Tak twierdzą społecznicy, komentujący wczorajsze spotkanie z władzami miasta. Według ich relacji władze Gliwic i projektant oficjalnie potwierdzili, że zbiornik nie jest opracowany na aktualne potrzeby przeciwpowodziowe, opiera się on na założeniu, że tereny wokół zostaną zurbanizowane, ale nie tylko – miejscowy plan zagospodarowania nie przewiduje obowiązku zapewnienia retencji we własnym zakresie przez przyszłych inwestorów!
Wczoraj odbyło się spotkanie prof. Beniamina Więzika, prezesa honorowego Stowarzyszenia Hydrologów Polskich i współautora ekspertyzy stwierdzającej błędy w projekcie zbiornika z władzami miasta i projektantem. Spotkanie miało mocno specjalistyczny charakter, ale nie przyniosło przełomu. Choć miało być transmitowane online to ostatecznie mieszkańcom odebrano możliwość jego śledzenia.
Okazuje się, że tak naprawdę zbiornik ma obniżyć koszty przyszłym inwestorom i uatrakcyjnić tereny pod budowę magazynów, zakładów produkcyjnych czy hal. Ogromne powierzchnie przykryte betonem i dachami, bez obowiązku budowy swoich zbiorników to przecież ogromny zysk. Żeby jeszcze bardziej pomóc inwestorom projektant dołożył do naturalnej zlewni Wójtowianki dodatkowe obszary, położone poza nią, z których miasto zamierza odprowadzać wodę.

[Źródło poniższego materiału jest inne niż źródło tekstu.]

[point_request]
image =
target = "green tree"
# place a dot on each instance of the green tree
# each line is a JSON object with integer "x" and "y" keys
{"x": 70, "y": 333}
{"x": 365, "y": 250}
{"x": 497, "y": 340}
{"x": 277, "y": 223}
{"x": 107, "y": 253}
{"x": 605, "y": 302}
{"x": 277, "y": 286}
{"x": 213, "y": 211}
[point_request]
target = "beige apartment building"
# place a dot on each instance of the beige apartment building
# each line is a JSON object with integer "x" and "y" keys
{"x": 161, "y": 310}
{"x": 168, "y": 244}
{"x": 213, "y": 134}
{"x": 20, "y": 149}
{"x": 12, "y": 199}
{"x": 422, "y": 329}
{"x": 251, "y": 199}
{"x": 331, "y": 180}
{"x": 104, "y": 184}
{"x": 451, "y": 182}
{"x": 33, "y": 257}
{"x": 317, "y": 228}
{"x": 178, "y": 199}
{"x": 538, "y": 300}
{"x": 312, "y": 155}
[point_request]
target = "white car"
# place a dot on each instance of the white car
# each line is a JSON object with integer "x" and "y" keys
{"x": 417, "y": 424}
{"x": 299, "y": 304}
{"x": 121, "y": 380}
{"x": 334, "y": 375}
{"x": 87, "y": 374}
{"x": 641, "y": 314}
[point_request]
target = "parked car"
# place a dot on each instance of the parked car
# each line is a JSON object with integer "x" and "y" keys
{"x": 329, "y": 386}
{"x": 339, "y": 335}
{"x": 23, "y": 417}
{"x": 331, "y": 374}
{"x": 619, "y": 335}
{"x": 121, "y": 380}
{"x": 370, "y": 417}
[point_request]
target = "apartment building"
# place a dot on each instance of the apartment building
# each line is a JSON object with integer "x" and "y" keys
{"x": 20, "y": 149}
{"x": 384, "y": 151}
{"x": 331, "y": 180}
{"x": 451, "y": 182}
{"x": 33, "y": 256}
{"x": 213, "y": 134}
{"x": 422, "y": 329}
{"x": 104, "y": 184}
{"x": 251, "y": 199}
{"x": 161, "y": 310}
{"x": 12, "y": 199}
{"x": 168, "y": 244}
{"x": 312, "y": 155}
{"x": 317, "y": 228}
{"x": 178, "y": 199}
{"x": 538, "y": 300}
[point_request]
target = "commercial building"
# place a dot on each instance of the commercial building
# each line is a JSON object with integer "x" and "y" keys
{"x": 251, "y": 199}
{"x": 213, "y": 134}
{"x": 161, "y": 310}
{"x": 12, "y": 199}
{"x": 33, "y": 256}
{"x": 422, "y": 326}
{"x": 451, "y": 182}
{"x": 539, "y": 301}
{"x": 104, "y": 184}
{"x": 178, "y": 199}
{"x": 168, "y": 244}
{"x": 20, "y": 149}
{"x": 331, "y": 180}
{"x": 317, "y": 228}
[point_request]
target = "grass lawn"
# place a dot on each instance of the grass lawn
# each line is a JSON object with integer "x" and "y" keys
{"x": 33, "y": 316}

Jak wczorajsze spotkanie oceniają społecznicy? – Władze miasta posłużyły się sprawdzonymi frazami o „deszczach nawalnych” i „szpitalu wielospecjalistycznym”, gładko prześlizgując się nad tym, że zbiornik ma przy okazji ułatwić życie inwestorom za nasze – publiczne – pieniądze. – mówi Dawid Pasieka ze stowarzyszenia Zdrowe Miasto. – Przeinaczono też stanowisko strony społecznej, która według UM nie chce zbiornika, co jest oczywistą nieprawdą, bo od pół roku powtarzamy, że chcemy jedynie rewizji projektu i jego racjonalizacji. – podkreśla Pasieka.
Na razie brak oficjalnego stanowiska Miasta ws. wczorajszego spotkania.